Les migrants vivent dans la peur des pyromanes

 Les migrants vivent dans la peur des pyromanes

25 foyers de migrants ont été détruits ou endommagés par des incendies criminels depuis le début de l’année. (Illustration)


Autrefois réputée pour sa capacité à accueillir migrants et réfugiés, la Suède connait depuis plusieurs mois une montée inquiétante des actes xénophobes. Au moins 25 centres d'hébergement pour demandeurs d'asile ont été réduits en cendre ou endommagés cette année par des brasiers allumés le plus souvent au cours de la nuit, quand dorment leurs pensionnaires.


 


25 foyers endommagés par des incendies


« J'ai vu le feu, je suis sorti en courant » : raconte Dawit, Éthiopien de 13 ans réfugié en Suède, dont l'incendie volontaire de son foyer a entaillé son espoir de vivre un jour en sécurité. Certains comme à Örebro ont été caillassés, d'autres vandalisés. À Malung, une croix de deux mètres de hauteur a été dressée et enflammée aux abords d'une pension, rappelant un funeste rituel du Ku Klux Klan, l'organisation suprémaciste américaine.


Les attentats se concentrent au sud d'une ligne traversant la capitale Stockholm, dans les régions d'immigration où l'extrême droite est la mieux implantée. C'est justement dans la ville universitaire de Lund, citadelle libérale au coeur d'un territoire conservateur, que vit Dawit, nom d'emprunt de cet adolescent dont les traits le vieillissent de plusieurs années.


Le 26 octobre, il était dans sa chambre quand l'incendie s'est déclaré. Les autres résidents, comme lui des mineurs non accompagnés, étaient à l'école pour y apprendre les rudiments de la langue et de la culture de leur patrie d'adoption. Le départ de flammes a été rapidement maîtrisé, mais la violence de l'acte les a sidérés.
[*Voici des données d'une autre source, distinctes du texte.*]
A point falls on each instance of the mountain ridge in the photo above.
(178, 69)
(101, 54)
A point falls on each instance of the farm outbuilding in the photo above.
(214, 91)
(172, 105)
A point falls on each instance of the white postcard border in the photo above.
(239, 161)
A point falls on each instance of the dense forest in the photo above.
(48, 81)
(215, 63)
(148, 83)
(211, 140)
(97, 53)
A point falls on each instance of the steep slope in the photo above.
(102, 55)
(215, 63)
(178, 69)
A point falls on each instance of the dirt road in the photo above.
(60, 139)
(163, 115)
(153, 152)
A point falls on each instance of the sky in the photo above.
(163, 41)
Impensable, à leurs yeux, que l'on s'en prenne à des enfants de l'exil dans ce pays réputé pour ses valeurs de tolérance et d'ouverture.


 


La « fierté nationale » des Suédois entachée


Le Premier ministre social-démocrate Stefan Löfven a promis « un juste châtiment pour les lâches » dont les agissements entachent le sentiment de « fierté nationale » des Suédois. Mais, les agressions se multiplient contre les migrants à mesure que leur nombre croît dans le royaume scandinave, État le plus généreux de l'Union européenne rapporté à sa population. Jusqu'à 190 000 réfugiés y sont attendus cette année, 170 000 l'an prochain.
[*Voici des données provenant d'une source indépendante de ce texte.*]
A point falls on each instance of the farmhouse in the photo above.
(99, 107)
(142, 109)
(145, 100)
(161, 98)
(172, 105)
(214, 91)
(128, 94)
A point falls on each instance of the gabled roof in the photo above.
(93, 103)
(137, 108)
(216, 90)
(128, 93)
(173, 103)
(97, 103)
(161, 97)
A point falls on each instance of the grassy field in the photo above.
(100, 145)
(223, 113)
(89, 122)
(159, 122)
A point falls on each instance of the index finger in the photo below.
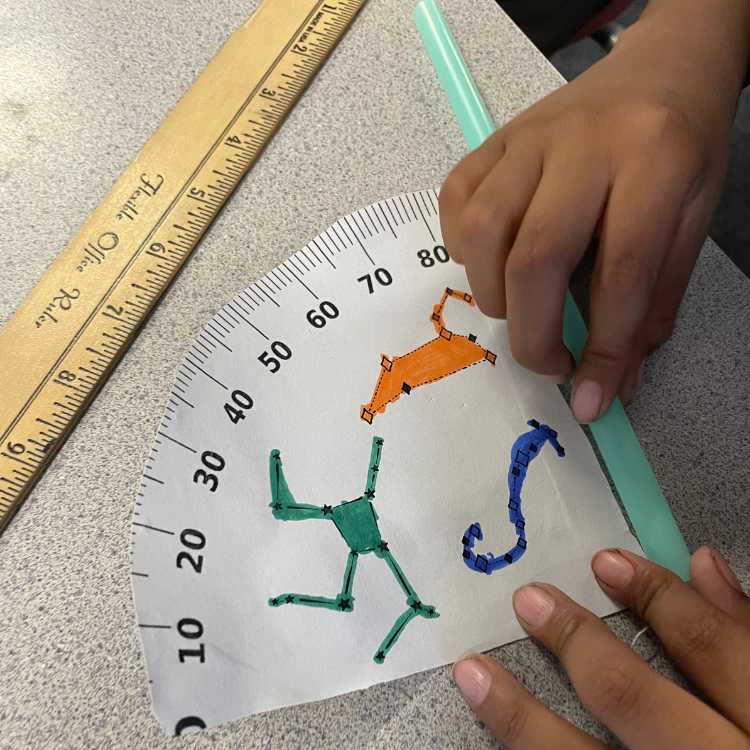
(640, 222)
(644, 709)
(707, 644)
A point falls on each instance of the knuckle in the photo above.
(479, 221)
(536, 254)
(651, 587)
(699, 635)
(657, 121)
(665, 129)
(510, 718)
(615, 691)
(568, 624)
(627, 273)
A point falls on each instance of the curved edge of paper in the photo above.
(647, 509)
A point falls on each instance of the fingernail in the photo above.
(533, 605)
(587, 401)
(473, 681)
(613, 569)
(726, 572)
Deux jours après l'incendie du foyer de Lund, un homme était arrêté alors qu'il s'apprêtait à pénétrer de nuit dans un centre de Vänersborg (sud-ouest) avec le projet de « poignarder des étrangers ». Une semaine auparavant, un jeune sympathisant d'extrême droite armé d'un sabre avait semé la terreur dans une école d'une ville voisine, Trollhättan, tuant un enseignant et un élève d'origine étrangère.


Si les attaques de foyer de réfugiés n'ont pas fait de blessé grave, le traumatisme est palpable parmi les migrants réchappés de la guerre et des persécutions politiques, religieuses ou ethniques. Même si, une société de gardiennage effectue des rondes au foyer de Lund et que des riverains ont recouvert le bois brûlé de petits papiers en forme de cœur, les pensionnaires « ont redoublé de vigilance ; ils regardaient par la fenêtre, ils avaient du mal à trouver le sommeil », témoigne M. Cruz.


 


L’extrême droite attise la haine


Comparant l'arrivée massive de réfugiés à une « invasion », le parti d'extrême droite des Démocrates de Suède (SD) et les groupuscules racistes qui pullulent sur la Toile sont accusés d'attiser la haine. Les enquêteurs s'efforcent de rassembler les pièces de ce puzzle morbide pour savoir s'il est l'œuvre d'un individu ou d'un groupe constitué. Sans résultat jusqu'ici.


Mona Sahlin, coordinatrice nationale de la lutte contre les extrémismes violents, fustige une rhétorique « inflammatoire » qui prolifère dans le débat public et sur les réseaux sociaux. « L'extrême droite se sert de la situation des réfugiés pour affermir ses arguments. C'était la même chose il y a 20 ans », déplore-t-elle dans un entretien avec l'AFP. En 1992, 52 attaques avaient visé des centres pour les réfugiés des Balkans.